En la cara sur de este necesario mosaico, necesario para todos aquellos viajeros o aventureros que osaran en algún momento de su oscuro futuro sobrepasar las lindes de lo cotidiano, salirse del trillado sendero de los hombres corrientes y adentrarse en la espesura natural y salvaje del sexo y del amor no reglamentado socialmente, en esta cara sur, repito, encontramos al escanciador y copero príncipe Ganímedes, amante masculino de Júpiter. Con su delicado y femenino cuerpo desnudo atrapando las miradas de hombres y mujeres. Nuevamente el pervertido Júpiter, obsesionado o encaprichado o enamorado, de este joven experto en darlo todo, generoso hasta lo insoportable, lo seduce o lo captura y lo hace suyo, vinculándolo con él y con su vicio de por vida. Siempre dispuesto y atento Ganímedes a rellenarle la copa de vino a cualquiera aunque no se lo pidiese, lo vemos ahora dando de beber a una enorme águila que no es otra que el mismo Júpiter metamorfoseado. Magníficas plumas de diversos colores voluptuosos muestra este pájaro de amenazante pico, y endurecidas y fuertes garras. Júpiter tuvo que raptar al príncipe en su juventud y someterlo, con una dura educación destinada a convertirlo en el más fiel, leal y delicado amante, anulando absolutamente su voluntad con la ayuda de Baco y de su licor tan exquisito como traidor. Sólo así pudieron los terribles pedagogos de Júpiter adoctrinar, torcer y vencer la naturaleza salvaje del príncipe troyano. ¡Qué advertencia para los futuros discentes en manos de los astutos, más no inteligentes, docentes poderosos, desvergonzados e ideologizados que llenan demasiadas aulas desde entonces! ¡Pobres efebos en manos y dedos manchados de viejos con bocas llenas de almenas y mirada maldita y roja de ambición por la juventud perdida y el vino ingerido!
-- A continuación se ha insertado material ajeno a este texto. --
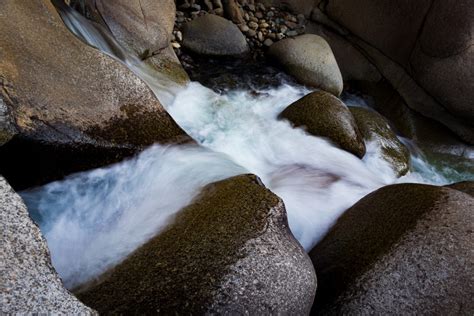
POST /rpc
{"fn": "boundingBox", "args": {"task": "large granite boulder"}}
[182,14,249,57]
[410,0,474,124]
[79,0,189,84]
[268,34,343,96]
[310,184,474,315]
[309,0,474,144]
[1,176,94,314]
[0,0,190,189]
[446,181,474,197]
[325,0,432,66]
[279,91,365,158]
[350,107,410,177]
[77,174,317,314]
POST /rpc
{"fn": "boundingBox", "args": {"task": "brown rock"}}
[78,175,317,314]
[0,0,189,189]
[310,184,474,315]
[279,91,365,158]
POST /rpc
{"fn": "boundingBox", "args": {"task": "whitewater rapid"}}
[21,2,467,289]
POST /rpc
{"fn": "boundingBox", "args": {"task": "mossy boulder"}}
[350,107,410,176]
[446,181,474,197]
[0,0,191,189]
[268,34,343,96]
[279,91,366,158]
[77,174,317,314]
[310,184,474,315]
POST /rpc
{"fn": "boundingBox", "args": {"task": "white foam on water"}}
[21,3,467,289]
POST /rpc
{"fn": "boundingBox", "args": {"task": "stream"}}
[21,2,473,289]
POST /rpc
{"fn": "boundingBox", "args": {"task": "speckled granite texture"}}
[0,176,94,314]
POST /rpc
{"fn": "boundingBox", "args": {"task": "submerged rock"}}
[279,91,365,158]
[268,34,343,96]
[182,14,249,56]
[78,174,316,314]
[350,107,410,176]
[0,0,190,189]
[0,176,94,314]
[310,183,474,315]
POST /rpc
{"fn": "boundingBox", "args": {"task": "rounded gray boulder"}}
[310,183,474,315]
[182,14,249,56]
[268,34,343,96]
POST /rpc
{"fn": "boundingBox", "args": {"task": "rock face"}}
[410,0,474,124]
[302,0,474,144]
[78,174,317,314]
[82,0,189,84]
[279,91,365,158]
[446,181,474,197]
[305,22,381,83]
[268,34,343,96]
[350,107,410,177]
[182,14,249,56]
[310,184,474,315]
[0,176,94,314]
[78,175,316,315]
[0,0,190,189]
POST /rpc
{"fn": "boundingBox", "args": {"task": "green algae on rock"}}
[279,91,365,158]
[310,183,474,315]
[349,106,410,177]
[77,174,316,315]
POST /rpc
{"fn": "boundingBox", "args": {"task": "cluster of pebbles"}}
[172,2,306,56]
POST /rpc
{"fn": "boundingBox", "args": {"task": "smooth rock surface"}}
[350,107,410,177]
[310,184,474,315]
[78,174,317,314]
[305,22,381,83]
[0,176,94,314]
[410,0,474,124]
[325,0,432,66]
[182,14,249,56]
[279,91,365,158]
[446,181,474,197]
[268,34,343,96]
[85,0,189,83]
[0,0,190,189]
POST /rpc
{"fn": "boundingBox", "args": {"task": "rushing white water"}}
[21,2,471,289]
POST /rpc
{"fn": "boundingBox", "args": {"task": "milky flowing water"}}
[21,2,473,289]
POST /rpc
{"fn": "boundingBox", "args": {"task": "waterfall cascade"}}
[21,2,473,289]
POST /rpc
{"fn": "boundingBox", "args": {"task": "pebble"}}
[259,22,269,29]
[239,24,250,32]
[172,42,181,49]
[263,38,273,47]
[285,21,298,29]
[257,31,264,42]
[175,31,183,42]
[247,29,256,37]
[255,12,263,19]
[286,30,298,37]
[248,21,258,30]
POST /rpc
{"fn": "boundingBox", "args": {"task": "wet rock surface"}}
[1,176,94,314]
[310,183,474,315]
[350,106,410,177]
[0,0,190,189]
[78,174,317,314]
[279,91,365,158]
[268,34,343,96]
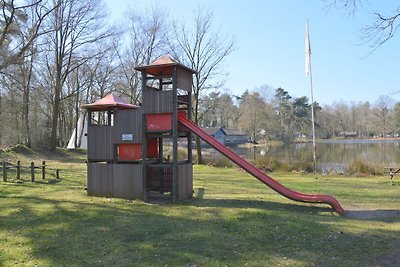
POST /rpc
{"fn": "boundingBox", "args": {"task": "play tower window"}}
[89,110,114,126]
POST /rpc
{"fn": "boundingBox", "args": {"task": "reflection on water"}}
[228,139,400,172]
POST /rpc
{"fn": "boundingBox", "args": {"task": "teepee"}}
[67,113,88,149]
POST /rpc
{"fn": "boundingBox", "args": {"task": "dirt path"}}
[345,209,400,220]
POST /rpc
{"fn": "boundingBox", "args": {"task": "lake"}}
[228,139,400,172]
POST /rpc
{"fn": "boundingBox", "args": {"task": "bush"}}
[202,155,235,168]
[346,160,383,175]
[163,146,188,161]
[255,157,314,173]
[8,144,34,155]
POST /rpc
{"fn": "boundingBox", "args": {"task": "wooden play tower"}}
[83,55,195,202]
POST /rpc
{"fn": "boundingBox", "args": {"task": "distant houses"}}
[201,127,248,146]
[338,131,358,138]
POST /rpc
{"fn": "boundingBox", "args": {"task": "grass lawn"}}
[1,149,400,266]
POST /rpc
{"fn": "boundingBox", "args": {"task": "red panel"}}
[147,138,158,158]
[178,110,187,117]
[118,143,141,160]
[146,113,172,131]
[146,111,188,131]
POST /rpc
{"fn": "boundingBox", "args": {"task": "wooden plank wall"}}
[88,125,114,161]
[178,162,193,200]
[113,164,143,199]
[87,163,113,196]
[115,109,143,143]
[177,68,192,92]
[87,163,144,199]
[143,90,173,114]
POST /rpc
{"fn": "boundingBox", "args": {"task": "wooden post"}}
[30,162,35,182]
[187,91,193,163]
[16,160,20,180]
[2,161,7,182]
[172,66,178,202]
[142,113,148,201]
[56,169,60,179]
[42,161,46,180]
[141,71,148,201]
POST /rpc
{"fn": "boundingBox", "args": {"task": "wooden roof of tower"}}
[81,93,139,111]
[135,55,196,76]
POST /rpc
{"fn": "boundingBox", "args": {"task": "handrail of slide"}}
[178,113,345,215]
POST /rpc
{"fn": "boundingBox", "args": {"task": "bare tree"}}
[117,6,170,105]
[324,0,362,15]
[239,91,269,143]
[325,1,400,51]
[200,91,239,129]
[374,95,394,137]
[331,101,350,137]
[393,102,400,133]
[169,7,235,164]
[361,8,400,52]
[42,0,114,151]
[0,0,54,71]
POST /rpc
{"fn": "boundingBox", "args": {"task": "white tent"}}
[67,113,88,149]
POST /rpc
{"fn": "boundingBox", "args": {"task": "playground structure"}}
[83,55,345,215]
[83,55,194,202]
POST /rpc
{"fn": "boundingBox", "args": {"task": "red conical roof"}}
[150,54,179,66]
[81,93,138,111]
[135,54,195,76]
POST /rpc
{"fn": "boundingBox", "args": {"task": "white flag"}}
[305,18,311,76]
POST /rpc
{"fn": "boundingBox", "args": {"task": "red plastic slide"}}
[178,113,345,215]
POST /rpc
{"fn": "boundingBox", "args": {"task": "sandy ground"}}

Pero quizá la cara más dura, por irracional, de este depravado mosaico italicense sea su cara oeste. En ella encontramos a la princesa Dánae, hija del rey argivo Acrisio. Este no podía seguir soportando que su esposa Eurídice, temible amante inocente, sólo le diese hijas y ningún hijo. Enérgico se dirigió al templo y consultó al oráculo, quien sentenció que el rey Acrisio sería muerto por el hijo de su hija. Vengó, en consecuencia lógica y racional, su maldición de no tener hijos en su hija Dánae a quien condenó a no tener más que hijas y matando a cada nieto recién nacido que esta le diera. Pero no conforme con esta orden hecha ley, decidió encerrar a Dánae en una mazmorra secreta, oscura e insalobre, para que a nadie viese y para que nadie la viera, alejándola así, joven, bella, inocente y maravillosa, de todos los humanos de toda clase y condición. Es decir, la condenó a morir en vida, a sepultarla en vida. Entonces es cuando entra en escena el pervertido, diabólico y maldito Júpiter. Disfrazado, ahora sin ropajes, pero haciéndose pasar por joven atento y virtuoso, decide transfigurarse en lluvia dorada y tan delicada que sus gotas mágicas logran penetrar en la mazmorra o cueva de la desdichada y solitaria princesa Dánae, logran también penetrar en la vagina de la ahora diosa de la fertilidad inocente y preñola de un hijo de prometedores y sonrosados carrillos, y bucles rubios y esponjosos. Dánae ocultó su embarazo a los centinelas y a su malhumorado y amedrentado padre. El hijo nació y Perseo fue nombrado. Júpiter debía sonreír desde la altura de su olímpico edén, cuando el maldito padre Acrisio comprendió el desafío de su hija y mandó abandonar a madre e hijo en maltrecha embarcación en mitad de un mar de desolación, de soledad y de muerte. ¡Cuántas dánaes, aún hoy, recorren las calles de nuestros barrios con su hijo a cuestas, abandonadas por todos, por sus familias, por sus padres bienintencionados, pero absolutamente confundidos por las risas histéricas y la propaganda torcida del pervertido, traidor, malintencionado y ruín de los mortales Júpiter, dios de dioses! ¡Cuántos hijos de amores inexistentes habrán todavía de nacer para directamente sufrir una vida más propia de animales que de hombres, si es el caso de llegar a sobrevivir al nacimiento, alimentándose con cuentos que permitan soportar una vida merecida pero robada desde la cuna; con cuentos como el que le dice esta joven Dánae: tú también eres, mi niño, hijo del amor!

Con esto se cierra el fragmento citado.